There are a lot of moving pieces so let's break down the solution:

  • First, we use the custom class Tuple with overridden hashCode and equals methods so we can create sets with keys of type Tuple
  • We have already implemented BFS a few times, but basically, we have a queue of the candidates we iterate over, and we have a set to check if we have already visited them
  • The neighbors of the current element are defined as per problem statement rain water can flow to neighboring cells directly north, south, east, and west if the neighboring cell's height is less than or equal to the current cell's height, which leads to heights[current.x][current.y] <= heights[x][y] requirement when checking the neighbors of the current candidate. We define array of directions to help us navigate to the neighboring cells.
  • In the main function we create two candidate queues, one per ocean, and two sets one per ocean to track elements we have already visited. We fill both the candidate and visited sets with the elements that fulfill the following The Pacific Ocean touches the island's left and top edges, and the Atlantic Ocean touches the island's right and bottom edges which leads to adding the first column, first row to pacific candidates/visited set and last column and last row to Atlantic set of candidates.

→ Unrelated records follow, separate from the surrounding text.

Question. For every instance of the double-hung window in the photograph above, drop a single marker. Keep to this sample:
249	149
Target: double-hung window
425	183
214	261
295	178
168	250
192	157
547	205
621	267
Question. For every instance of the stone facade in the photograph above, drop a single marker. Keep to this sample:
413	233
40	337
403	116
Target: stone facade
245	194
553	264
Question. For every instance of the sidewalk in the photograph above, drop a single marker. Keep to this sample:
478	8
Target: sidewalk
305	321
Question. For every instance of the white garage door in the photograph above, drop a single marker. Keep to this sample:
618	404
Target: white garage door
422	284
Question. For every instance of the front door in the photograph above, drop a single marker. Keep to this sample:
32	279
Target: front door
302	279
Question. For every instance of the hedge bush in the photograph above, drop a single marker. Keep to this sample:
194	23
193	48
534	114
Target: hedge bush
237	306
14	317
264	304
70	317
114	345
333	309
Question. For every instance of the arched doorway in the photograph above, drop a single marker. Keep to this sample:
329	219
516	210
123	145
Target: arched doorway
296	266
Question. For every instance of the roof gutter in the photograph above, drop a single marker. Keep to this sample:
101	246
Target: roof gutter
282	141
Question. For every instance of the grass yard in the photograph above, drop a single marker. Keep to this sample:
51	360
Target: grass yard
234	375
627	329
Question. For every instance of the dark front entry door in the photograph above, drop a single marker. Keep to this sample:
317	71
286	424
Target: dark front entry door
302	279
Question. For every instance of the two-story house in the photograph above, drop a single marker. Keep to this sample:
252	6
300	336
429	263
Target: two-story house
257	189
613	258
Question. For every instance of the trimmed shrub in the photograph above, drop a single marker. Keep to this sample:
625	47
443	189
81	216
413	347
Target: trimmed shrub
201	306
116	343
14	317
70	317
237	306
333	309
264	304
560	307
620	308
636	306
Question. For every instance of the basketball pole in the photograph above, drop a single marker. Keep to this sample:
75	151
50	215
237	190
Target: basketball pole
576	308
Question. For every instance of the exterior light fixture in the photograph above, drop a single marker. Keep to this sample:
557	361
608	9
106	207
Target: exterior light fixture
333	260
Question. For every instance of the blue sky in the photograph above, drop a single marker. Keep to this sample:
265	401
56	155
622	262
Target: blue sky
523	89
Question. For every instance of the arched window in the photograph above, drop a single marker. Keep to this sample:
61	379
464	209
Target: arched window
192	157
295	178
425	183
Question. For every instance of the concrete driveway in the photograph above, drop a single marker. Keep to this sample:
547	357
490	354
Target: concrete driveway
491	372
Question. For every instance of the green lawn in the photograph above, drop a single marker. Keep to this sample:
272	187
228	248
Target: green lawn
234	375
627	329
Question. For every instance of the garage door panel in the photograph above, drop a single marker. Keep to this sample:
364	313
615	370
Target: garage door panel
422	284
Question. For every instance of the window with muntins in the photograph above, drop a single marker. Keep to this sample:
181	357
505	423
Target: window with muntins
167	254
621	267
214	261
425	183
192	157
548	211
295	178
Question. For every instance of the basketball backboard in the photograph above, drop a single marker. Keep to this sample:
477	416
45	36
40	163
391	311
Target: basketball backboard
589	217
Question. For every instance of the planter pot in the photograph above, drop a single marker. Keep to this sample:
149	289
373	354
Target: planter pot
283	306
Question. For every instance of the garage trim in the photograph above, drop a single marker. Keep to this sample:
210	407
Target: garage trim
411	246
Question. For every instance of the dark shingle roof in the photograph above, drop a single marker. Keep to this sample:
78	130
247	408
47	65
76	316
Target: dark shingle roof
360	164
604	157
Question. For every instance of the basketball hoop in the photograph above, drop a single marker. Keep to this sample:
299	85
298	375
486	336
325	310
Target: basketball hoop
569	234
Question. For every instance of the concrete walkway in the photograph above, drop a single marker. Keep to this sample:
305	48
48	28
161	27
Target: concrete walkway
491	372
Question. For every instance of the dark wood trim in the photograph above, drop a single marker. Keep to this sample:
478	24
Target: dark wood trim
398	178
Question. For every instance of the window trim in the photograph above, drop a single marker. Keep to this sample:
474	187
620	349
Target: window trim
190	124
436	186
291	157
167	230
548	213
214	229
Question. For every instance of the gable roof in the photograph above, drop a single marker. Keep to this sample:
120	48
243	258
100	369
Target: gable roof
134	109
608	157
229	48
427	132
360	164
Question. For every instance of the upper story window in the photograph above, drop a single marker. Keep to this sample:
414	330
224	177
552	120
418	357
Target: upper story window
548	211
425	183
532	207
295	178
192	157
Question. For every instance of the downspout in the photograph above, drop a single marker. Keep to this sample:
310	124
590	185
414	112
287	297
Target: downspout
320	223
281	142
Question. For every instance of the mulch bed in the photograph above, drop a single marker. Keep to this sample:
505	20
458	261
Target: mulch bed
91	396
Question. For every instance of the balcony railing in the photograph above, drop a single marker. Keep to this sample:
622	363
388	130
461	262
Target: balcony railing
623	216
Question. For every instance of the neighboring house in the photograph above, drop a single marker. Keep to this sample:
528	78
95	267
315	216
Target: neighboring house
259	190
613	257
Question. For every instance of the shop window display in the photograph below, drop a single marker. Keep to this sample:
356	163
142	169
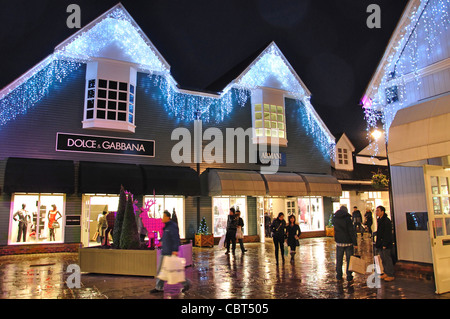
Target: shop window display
37	219
311	213
221	210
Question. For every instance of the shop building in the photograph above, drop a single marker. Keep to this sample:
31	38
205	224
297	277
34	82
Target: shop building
409	95
104	111
355	172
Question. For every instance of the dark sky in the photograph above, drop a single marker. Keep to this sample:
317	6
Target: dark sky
326	41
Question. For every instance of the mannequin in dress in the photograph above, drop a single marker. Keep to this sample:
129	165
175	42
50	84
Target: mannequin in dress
53	215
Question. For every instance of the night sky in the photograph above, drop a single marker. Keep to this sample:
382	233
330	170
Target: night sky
327	42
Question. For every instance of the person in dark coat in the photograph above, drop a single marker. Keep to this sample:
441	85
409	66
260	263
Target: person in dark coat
345	237
368	221
170	245
278	229
384	243
230	236
293	233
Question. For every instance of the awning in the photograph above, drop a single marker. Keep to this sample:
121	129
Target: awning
234	183
39	176
106	178
420	132
285	184
322	185
166	180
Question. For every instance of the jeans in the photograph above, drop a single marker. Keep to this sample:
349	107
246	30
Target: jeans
278	242
348	250
386	259
160	283
230	237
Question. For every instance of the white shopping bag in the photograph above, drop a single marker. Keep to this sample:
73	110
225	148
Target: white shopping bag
222	242
172	270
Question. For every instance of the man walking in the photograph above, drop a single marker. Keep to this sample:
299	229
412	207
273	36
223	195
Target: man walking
230	237
384	243
170	246
345	236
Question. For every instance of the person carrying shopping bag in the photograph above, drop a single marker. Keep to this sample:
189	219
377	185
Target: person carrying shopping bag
170	246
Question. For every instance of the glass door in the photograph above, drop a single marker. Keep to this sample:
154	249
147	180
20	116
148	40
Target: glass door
438	198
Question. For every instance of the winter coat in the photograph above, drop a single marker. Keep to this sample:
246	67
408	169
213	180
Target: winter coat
278	229
291	232
170	239
344	232
384	233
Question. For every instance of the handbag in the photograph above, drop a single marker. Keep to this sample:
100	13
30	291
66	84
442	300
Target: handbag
239	234
172	270
357	265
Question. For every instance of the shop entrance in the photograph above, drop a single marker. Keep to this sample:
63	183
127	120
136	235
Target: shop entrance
438	203
93	207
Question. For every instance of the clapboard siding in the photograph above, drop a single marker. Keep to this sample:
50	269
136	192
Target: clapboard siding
408	191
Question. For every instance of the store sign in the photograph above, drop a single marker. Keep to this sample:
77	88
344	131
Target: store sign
272	158
104	145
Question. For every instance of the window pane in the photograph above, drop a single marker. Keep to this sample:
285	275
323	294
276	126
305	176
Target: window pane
102	94
112	116
122	117
101	114
113	85
112	105
101	104
103	84
444	185
112	95
123	86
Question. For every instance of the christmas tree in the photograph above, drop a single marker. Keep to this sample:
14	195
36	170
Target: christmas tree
203	228
129	237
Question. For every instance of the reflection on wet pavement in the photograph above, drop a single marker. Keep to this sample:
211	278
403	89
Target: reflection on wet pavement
214	276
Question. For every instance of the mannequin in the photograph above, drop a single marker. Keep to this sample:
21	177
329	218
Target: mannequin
24	218
53	217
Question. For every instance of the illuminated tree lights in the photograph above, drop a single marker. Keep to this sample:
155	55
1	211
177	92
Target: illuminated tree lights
420	45
117	29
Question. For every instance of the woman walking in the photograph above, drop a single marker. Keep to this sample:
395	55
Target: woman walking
293	233
278	229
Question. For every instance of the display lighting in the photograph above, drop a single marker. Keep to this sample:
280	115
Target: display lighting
419	45
116	28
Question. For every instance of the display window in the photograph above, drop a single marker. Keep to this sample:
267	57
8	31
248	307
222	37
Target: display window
310	213
173	204
37	219
94	206
221	210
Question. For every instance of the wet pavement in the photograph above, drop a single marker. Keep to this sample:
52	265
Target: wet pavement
213	276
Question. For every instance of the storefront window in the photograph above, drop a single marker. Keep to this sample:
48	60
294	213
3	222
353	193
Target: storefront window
221	210
311	213
37	219
173	204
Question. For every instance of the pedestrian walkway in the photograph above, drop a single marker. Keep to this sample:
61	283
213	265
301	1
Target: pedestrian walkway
213	276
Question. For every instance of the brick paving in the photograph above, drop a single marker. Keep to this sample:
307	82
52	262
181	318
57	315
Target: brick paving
214	276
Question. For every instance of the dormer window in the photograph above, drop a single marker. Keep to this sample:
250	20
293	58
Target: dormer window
110	96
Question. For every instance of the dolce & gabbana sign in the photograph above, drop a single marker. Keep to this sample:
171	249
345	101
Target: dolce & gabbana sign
104	144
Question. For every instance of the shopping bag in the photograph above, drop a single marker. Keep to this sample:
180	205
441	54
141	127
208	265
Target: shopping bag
378	264
222	242
239	234
357	265
172	270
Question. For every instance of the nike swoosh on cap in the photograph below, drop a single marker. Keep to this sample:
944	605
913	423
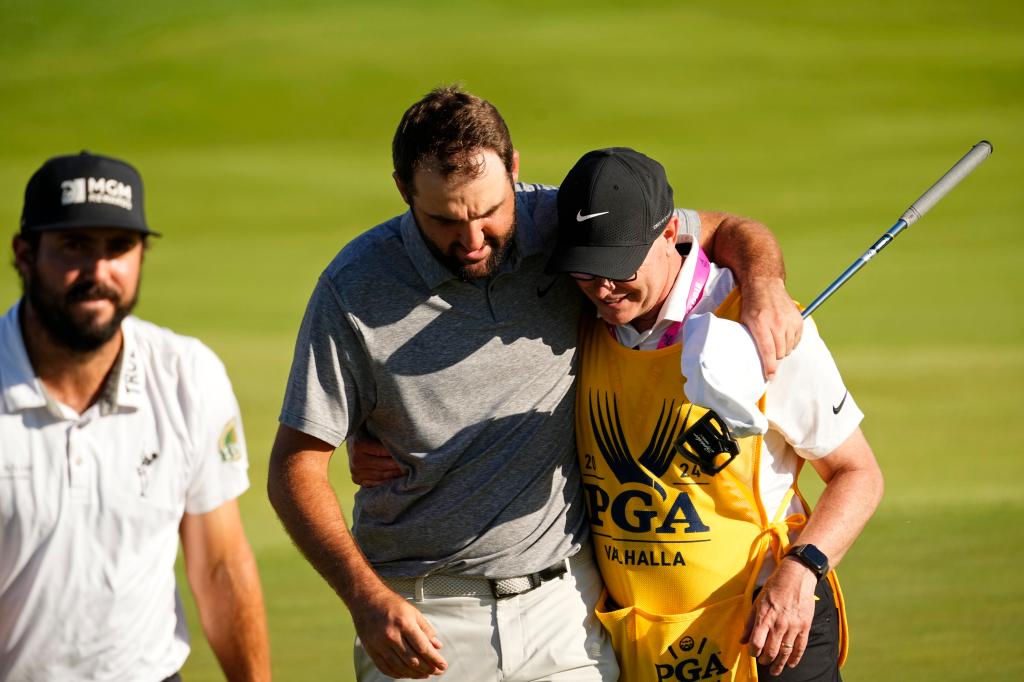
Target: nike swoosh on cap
839	407
581	217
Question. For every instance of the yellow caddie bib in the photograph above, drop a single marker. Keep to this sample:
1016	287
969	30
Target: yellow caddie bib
679	550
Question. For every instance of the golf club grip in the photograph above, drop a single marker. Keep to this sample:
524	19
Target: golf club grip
961	169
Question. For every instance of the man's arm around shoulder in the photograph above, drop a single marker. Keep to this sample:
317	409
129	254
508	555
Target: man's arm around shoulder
751	251
396	636
223	578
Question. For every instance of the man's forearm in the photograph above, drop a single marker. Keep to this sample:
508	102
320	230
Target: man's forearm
224	580
233	620
301	494
853	489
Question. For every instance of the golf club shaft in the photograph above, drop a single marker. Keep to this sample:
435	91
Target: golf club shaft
961	169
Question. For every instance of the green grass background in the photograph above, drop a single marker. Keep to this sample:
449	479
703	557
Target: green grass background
263	130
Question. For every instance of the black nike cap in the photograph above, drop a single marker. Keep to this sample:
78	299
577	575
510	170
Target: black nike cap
84	190
611	207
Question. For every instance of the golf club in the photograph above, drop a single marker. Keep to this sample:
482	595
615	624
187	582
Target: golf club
961	169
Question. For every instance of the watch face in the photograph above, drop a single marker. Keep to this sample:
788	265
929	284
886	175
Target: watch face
817	557
811	557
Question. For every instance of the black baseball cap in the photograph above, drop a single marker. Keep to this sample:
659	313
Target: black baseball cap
611	207
84	190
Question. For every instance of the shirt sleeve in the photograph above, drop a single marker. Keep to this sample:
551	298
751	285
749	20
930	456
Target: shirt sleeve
331	387
221	461
808	402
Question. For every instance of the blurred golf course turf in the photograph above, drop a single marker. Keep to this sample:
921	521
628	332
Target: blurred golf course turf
263	129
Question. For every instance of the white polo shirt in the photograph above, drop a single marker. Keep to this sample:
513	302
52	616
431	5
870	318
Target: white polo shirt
810	413
90	506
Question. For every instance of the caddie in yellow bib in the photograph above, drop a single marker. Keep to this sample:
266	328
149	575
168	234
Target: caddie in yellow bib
689	523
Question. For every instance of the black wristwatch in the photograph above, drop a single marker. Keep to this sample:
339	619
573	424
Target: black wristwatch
812	557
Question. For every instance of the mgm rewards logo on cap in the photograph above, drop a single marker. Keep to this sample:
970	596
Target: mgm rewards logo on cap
95	190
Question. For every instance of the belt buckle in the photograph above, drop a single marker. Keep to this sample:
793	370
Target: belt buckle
534	581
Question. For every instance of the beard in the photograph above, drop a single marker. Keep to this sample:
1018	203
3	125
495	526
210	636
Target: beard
468	272
76	333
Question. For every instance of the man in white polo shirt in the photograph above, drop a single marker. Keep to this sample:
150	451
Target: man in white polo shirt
117	438
691	525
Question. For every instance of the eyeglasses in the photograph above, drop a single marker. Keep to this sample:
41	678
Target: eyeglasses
587	276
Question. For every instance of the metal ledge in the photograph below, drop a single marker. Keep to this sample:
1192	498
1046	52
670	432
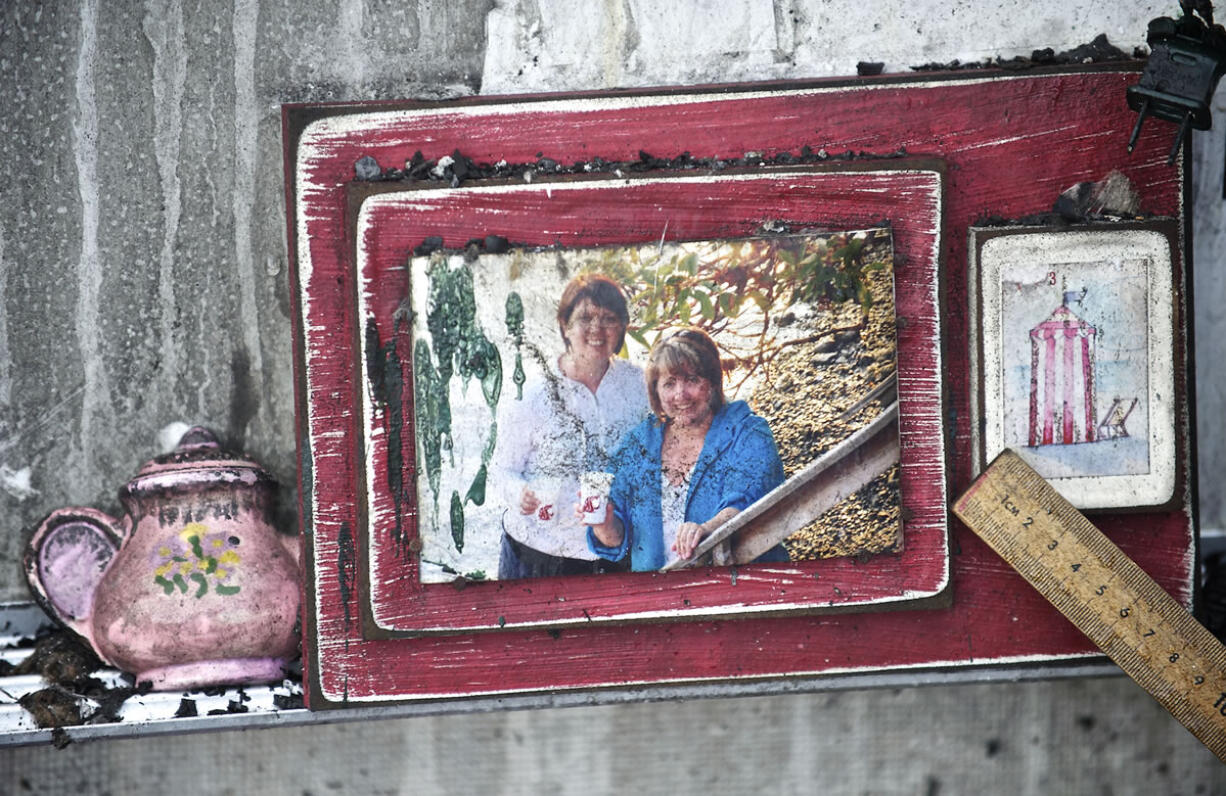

  • We do BFS on both pairs of candidate/sets and record all elements in the matrix we can reach by placing them in the corresponding set
  • We do the intersection of sets with retainAll which leads us to a modified set containing only cells that are present in both atlantic and pacific visited sets
  • Finally, we use streams to map from set of pairs to list of lists and return it as our result

We iterate over all elements and also can hold reference to all the elements in matrix (all elements reachable and stored in sets) leading to O(m*n) time and space complexity.